Créativité & travail (et un peu de design dans tout ça)

Qu’entend-on par créativité au travail aujourd’hui ? Pour les industries culturelles et créatives, elle constitue le cœur même de l’activité. Pour l’entreprise hors du champ culturel, elle est de plus en plus sollicitée pour ré-enchanter le monde professionnel et tenter d’atténuer ses impacts négatifs sur l’individu. On y constate une rhétorique de séduction et une logique de captation issues du monde artistique dans l’appropriation de termes tels que créativité, talent, artiste, génie… La créativité serait-elle la réponse à la crise que traversent les sociétés et le monde du travail ?

J’ai été ravie de présenter un point de vue « de designer » à la 2e séance du séminaire Travail & créativité organisé par le Labex ICCA (1) à la MSH Paris Nord (2).

Avec nos collègues des SIC et des sciences de gestion, autant pétris d’interdisciplinarité que les designers, nous avons discuté des méthodes et valeurs portées par la créativité. Surtout de leur difficile transfert dans les routines organisationnelles. L’intervention par exemple du design thinking vise à redonner une voix à l’usager er à révéler une part de créativité latente en entreprise (3). Mais comment capitaliser sur l’énergie du moment et la transformer en « livrables » ? Au-delà de tout contenu, la dynamique collective créée est essentielle (4). Quant au designer, je crois qu’il peut jouer un triple rôle :

  • de tradution. Le designer reste un « généraliste au service de spécialistes », capable de s’adapter et de médier les langages des autres
  • de mise en forme. La dimension esthétique de son expertise lui permet d’incarner les idées, de créer des outils et représentations tangibles
  • de ralentissement.
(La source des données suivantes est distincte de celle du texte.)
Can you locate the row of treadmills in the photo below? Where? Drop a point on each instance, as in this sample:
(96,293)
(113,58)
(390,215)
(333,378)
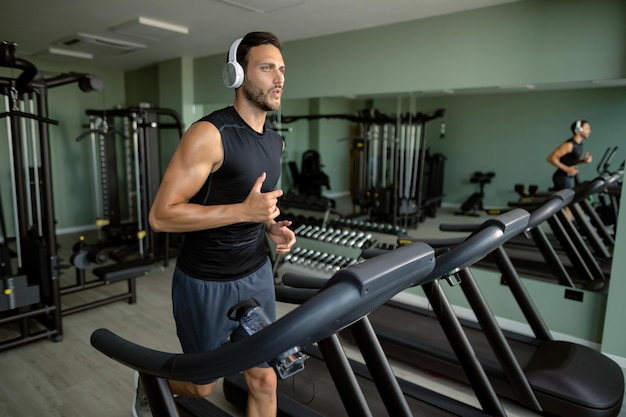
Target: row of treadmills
(354,306)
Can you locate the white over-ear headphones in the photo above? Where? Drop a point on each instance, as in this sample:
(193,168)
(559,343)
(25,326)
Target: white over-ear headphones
(578,128)
(232,74)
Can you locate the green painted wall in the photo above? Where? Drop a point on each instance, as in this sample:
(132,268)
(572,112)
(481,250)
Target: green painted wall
(531,41)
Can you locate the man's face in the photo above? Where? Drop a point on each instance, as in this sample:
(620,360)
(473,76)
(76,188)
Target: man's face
(586,130)
(265,77)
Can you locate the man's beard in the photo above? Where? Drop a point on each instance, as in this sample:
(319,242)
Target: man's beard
(256,96)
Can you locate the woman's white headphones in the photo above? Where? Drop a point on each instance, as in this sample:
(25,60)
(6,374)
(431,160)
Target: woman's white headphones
(578,128)
(232,74)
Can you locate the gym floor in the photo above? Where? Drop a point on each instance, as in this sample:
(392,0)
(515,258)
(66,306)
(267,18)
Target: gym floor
(72,379)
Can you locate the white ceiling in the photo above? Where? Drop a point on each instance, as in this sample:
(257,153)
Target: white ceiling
(37,25)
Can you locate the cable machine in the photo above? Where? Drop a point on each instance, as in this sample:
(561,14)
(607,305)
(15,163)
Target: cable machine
(30,297)
(129,241)
(392,176)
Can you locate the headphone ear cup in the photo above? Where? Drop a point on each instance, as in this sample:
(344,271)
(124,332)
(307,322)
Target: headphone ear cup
(232,74)
(578,127)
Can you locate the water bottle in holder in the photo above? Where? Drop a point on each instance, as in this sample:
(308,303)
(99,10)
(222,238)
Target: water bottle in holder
(252,318)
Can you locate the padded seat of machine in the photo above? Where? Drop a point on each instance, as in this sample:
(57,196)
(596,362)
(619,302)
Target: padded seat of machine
(558,367)
(124,270)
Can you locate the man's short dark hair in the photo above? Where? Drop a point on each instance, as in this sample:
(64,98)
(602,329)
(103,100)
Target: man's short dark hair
(253,39)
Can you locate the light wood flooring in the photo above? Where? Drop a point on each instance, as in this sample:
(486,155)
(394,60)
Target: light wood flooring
(71,379)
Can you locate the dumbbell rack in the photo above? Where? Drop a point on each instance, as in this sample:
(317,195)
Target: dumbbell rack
(321,250)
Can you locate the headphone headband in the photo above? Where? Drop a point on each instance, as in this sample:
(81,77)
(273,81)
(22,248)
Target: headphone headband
(578,128)
(233,73)
(232,52)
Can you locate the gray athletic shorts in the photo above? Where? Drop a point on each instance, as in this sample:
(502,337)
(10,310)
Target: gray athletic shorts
(200,307)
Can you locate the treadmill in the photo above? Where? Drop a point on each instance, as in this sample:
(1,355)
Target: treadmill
(490,235)
(343,301)
(542,374)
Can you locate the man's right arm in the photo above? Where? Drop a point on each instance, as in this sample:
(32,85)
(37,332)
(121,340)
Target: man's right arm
(198,154)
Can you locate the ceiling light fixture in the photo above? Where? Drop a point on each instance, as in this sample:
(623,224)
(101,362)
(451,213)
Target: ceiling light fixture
(151,29)
(263,6)
(52,51)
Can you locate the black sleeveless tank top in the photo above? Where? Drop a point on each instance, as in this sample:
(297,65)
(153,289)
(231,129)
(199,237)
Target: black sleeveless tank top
(572,158)
(234,251)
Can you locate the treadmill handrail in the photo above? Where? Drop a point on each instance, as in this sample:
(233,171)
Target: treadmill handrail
(489,235)
(349,295)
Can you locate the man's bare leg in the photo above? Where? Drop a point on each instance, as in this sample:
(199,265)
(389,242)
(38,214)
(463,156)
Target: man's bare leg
(262,397)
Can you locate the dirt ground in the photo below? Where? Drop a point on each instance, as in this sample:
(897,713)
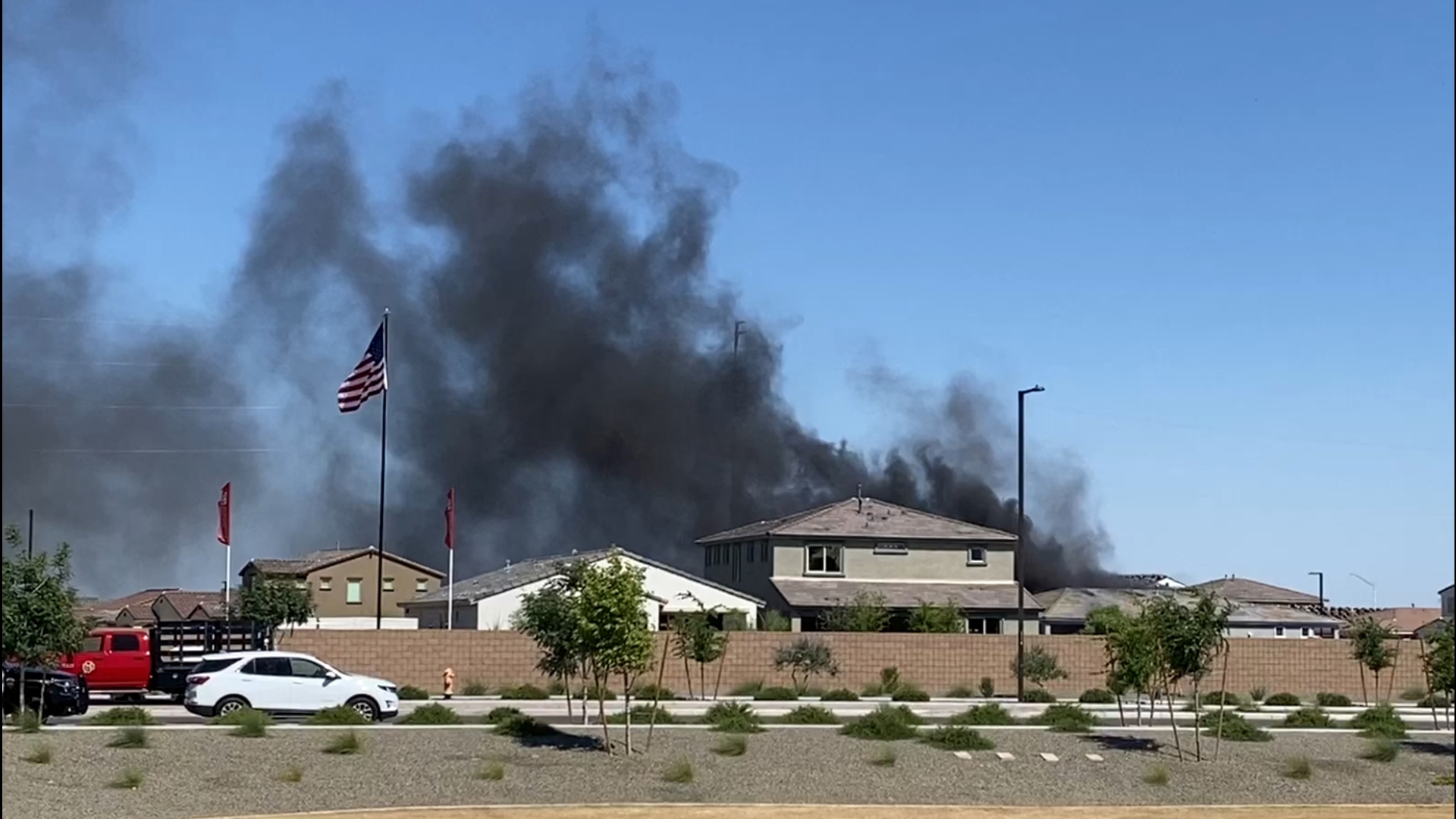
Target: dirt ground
(892,812)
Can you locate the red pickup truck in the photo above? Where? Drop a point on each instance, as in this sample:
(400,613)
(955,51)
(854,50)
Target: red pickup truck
(127,664)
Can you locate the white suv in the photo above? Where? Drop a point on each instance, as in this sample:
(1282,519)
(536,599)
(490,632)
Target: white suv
(283,682)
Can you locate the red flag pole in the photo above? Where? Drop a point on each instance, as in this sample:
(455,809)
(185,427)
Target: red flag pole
(450,569)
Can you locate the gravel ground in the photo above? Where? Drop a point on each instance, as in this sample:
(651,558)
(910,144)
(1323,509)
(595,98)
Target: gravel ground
(194,773)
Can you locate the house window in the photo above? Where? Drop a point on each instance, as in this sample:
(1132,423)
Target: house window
(824,558)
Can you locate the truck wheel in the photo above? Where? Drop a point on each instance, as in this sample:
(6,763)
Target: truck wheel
(366,707)
(228,706)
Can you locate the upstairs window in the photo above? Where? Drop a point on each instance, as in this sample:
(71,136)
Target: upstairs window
(824,558)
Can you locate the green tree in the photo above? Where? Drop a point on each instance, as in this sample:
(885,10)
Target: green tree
(1370,648)
(39,623)
(549,617)
(613,630)
(805,657)
(864,613)
(1040,667)
(937,618)
(275,602)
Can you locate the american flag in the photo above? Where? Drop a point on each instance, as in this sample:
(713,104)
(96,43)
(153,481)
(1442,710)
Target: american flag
(369,376)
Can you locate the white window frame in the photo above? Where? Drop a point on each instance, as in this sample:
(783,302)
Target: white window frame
(826,572)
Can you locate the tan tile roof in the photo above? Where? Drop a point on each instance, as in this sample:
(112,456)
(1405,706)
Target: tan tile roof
(820,594)
(874,519)
(1245,591)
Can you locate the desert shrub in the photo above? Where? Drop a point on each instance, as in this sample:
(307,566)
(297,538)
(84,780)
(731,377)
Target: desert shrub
(123,716)
(1298,768)
(811,716)
(733,745)
(337,716)
(526,691)
(1381,722)
(957,738)
(910,694)
(984,714)
(733,717)
(1381,751)
(642,714)
(1066,717)
(777,692)
(884,723)
(1308,719)
(1220,698)
(431,714)
(747,689)
(1234,727)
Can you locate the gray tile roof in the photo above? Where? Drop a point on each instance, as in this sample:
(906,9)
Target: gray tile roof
(1248,591)
(316,560)
(517,575)
(1074,605)
(877,519)
(824,594)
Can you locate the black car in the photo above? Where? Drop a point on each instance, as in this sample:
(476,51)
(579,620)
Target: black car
(66,694)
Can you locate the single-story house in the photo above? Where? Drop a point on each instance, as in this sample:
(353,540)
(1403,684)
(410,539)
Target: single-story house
(1065,611)
(488,602)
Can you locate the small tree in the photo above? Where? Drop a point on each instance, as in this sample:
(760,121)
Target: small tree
(1369,646)
(937,618)
(39,623)
(613,630)
(275,602)
(865,611)
(1040,667)
(805,657)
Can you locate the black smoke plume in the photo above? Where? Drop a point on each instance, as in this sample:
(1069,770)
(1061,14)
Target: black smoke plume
(558,354)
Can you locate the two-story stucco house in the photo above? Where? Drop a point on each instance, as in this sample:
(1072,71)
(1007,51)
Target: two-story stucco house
(346,585)
(816,560)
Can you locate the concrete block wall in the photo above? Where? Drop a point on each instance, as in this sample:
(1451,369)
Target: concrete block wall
(935,662)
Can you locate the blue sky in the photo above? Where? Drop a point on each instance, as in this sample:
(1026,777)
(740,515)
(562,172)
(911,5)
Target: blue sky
(1222,240)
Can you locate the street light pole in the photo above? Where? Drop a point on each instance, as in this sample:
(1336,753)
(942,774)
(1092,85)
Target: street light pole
(1021,518)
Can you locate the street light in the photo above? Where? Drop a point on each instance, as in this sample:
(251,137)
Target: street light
(1373,596)
(1021,518)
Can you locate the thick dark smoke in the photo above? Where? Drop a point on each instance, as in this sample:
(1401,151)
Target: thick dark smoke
(558,354)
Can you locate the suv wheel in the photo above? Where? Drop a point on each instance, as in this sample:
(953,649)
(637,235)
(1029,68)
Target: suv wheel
(228,706)
(364,707)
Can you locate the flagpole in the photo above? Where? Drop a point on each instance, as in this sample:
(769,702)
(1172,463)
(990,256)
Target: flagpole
(383,435)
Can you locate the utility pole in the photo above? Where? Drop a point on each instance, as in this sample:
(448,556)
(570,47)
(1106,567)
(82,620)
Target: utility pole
(1021,531)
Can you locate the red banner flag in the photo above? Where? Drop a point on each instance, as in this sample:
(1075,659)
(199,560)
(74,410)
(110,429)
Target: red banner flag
(450,519)
(224,515)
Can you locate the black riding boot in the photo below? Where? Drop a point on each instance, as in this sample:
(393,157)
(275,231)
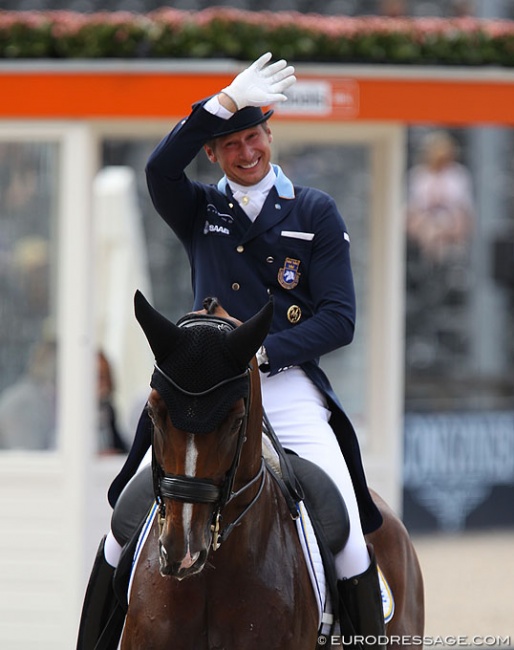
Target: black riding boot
(100,608)
(361,609)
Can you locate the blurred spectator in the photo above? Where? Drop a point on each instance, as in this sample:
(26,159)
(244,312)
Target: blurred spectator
(27,408)
(110,440)
(440,211)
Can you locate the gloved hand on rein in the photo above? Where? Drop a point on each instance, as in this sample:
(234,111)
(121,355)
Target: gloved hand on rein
(261,84)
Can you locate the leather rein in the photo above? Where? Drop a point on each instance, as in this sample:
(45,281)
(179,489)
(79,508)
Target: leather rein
(189,489)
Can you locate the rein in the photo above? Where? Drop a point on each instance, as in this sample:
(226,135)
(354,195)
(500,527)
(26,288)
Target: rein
(189,489)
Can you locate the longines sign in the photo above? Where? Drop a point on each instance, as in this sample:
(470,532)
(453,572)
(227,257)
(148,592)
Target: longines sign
(452,462)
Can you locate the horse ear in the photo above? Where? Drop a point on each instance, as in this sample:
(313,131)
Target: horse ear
(248,337)
(162,334)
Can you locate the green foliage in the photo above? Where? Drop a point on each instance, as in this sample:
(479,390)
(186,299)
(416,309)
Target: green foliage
(243,35)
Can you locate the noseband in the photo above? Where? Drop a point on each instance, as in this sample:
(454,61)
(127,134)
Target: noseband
(189,489)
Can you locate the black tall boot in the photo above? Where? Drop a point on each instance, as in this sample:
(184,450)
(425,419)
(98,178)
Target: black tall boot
(102,617)
(361,609)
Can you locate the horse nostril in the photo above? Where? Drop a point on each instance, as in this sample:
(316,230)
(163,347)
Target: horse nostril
(163,552)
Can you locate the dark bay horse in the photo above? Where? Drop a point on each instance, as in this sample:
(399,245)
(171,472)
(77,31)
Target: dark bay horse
(221,565)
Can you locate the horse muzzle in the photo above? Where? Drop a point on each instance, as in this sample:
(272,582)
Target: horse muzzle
(189,565)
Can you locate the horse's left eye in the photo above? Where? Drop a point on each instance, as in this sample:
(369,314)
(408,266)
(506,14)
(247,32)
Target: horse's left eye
(236,425)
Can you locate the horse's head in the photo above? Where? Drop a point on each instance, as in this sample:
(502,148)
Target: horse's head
(199,405)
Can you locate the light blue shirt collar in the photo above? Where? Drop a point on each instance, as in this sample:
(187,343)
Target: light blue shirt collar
(284,186)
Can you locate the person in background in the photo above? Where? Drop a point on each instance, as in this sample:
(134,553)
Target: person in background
(28,407)
(110,441)
(440,211)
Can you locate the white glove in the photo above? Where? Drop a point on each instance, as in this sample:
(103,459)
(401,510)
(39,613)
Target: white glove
(261,85)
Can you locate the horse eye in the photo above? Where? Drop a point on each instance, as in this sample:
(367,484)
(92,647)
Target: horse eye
(236,425)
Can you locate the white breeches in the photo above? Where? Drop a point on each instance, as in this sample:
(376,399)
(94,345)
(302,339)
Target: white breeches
(299,415)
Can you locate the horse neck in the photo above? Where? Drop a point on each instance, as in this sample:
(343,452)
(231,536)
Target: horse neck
(251,455)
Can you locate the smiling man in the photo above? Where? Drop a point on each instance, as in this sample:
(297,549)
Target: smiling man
(251,236)
(255,234)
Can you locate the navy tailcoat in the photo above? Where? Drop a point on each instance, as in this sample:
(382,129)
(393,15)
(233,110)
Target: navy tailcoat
(297,250)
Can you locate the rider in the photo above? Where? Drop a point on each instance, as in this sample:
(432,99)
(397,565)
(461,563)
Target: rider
(256,234)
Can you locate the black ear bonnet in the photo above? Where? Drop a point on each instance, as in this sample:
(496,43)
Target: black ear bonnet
(201,363)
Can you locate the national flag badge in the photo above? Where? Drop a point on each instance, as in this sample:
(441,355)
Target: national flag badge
(288,275)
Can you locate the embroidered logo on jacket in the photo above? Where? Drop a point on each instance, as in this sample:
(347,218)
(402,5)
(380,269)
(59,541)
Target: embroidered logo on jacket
(288,275)
(213,215)
(211,227)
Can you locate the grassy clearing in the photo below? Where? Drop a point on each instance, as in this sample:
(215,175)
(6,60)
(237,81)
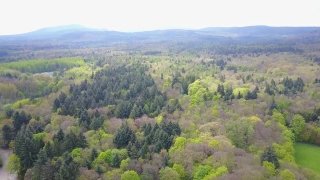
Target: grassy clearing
(308,156)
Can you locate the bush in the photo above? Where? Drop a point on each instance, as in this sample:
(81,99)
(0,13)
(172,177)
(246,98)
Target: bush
(1,162)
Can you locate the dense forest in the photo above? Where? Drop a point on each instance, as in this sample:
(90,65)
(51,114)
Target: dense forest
(192,108)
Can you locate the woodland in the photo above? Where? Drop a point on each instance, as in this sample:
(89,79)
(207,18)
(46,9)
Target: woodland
(145,107)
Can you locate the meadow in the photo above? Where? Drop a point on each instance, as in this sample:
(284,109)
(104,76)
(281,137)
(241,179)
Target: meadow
(308,156)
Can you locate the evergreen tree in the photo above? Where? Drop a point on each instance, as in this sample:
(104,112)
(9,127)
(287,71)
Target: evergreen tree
(39,164)
(94,154)
(115,161)
(144,150)
(270,156)
(123,136)
(49,149)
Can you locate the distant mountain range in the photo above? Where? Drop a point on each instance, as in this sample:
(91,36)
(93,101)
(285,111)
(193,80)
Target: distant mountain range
(81,33)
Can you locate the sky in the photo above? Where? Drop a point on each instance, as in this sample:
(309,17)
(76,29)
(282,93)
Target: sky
(19,16)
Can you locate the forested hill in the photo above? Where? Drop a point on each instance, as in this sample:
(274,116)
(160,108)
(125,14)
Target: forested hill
(78,33)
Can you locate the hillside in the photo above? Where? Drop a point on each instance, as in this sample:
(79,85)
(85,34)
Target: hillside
(168,104)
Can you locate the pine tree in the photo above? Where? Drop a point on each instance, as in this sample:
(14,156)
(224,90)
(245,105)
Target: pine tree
(48,149)
(115,161)
(144,150)
(270,156)
(38,166)
(94,154)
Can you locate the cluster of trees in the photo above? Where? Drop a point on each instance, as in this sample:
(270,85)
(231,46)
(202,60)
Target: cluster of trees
(34,159)
(256,49)
(184,81)
(228,94)
(38,66)
(220,63)
(156,137)
(290,86)
(128,90)
(317,80)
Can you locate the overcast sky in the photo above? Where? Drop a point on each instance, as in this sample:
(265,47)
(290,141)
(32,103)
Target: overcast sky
(18,16)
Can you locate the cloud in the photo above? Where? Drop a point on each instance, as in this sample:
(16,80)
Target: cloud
(127,15)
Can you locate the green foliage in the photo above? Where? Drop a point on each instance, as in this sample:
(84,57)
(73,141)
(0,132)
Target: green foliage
(37,66)
(76,152)
(124,136)
(169,173)
(13,164)
(307,156)
(240,132)
(269,155)
(20,103)
(130,175)
(181,171)
(201,172)
(179,143)
(278,117)
(285,151)
(297,125)
(270,167)
(287,175)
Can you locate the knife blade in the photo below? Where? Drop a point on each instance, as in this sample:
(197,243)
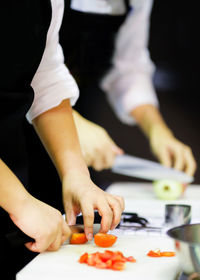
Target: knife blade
(149,170)
(18,238)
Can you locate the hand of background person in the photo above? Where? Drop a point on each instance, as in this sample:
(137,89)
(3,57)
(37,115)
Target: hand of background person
(170,151)
(98,148)
(80,194)
(43,223)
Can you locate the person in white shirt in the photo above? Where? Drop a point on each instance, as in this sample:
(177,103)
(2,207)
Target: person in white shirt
(34,69)
(127,82)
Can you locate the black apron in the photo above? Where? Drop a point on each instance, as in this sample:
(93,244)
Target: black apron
(23,30)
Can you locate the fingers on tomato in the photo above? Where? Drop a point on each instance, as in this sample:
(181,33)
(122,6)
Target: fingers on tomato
(104,239)
(78,238)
Avec son regard distancié, le designer cherche à maintenir des ouvertures dans le projet.

D’où la nécessité de faire évoluer les critères de jugement des projets, au-delà de résultats opérationnels court-termistes (5).

Le modèle des communautés de développeurs, où la régulation pair à pair laisse une place à la controverse dans la construction d’expertise, pourrait offrir un modèle inspirant (6).

Nous ressortons de cette discussion beaucoup de matière à penser, mais convergeant sur un point : la créativité n’est qu’une première étape vers la transformation impactant structures, process et cultures d’entreprises. Il ne s’agit pas seulement de voir les choses autrement (créativité) mais d’engager une éthique dans la durée : c’est ainsi que s’incarne l’ « hétéronomie critique » du designer (d’après cette formule de Marie-Haude Caraës que j’aime beaucoup).

Merci à l’équipe organisatrice du séminaire (en particulier Yanita Andonova, LabSIC, Univ. Paris 13), et aux collègues participants à ces échanges. RDV le 17 mars pour les poursuivre.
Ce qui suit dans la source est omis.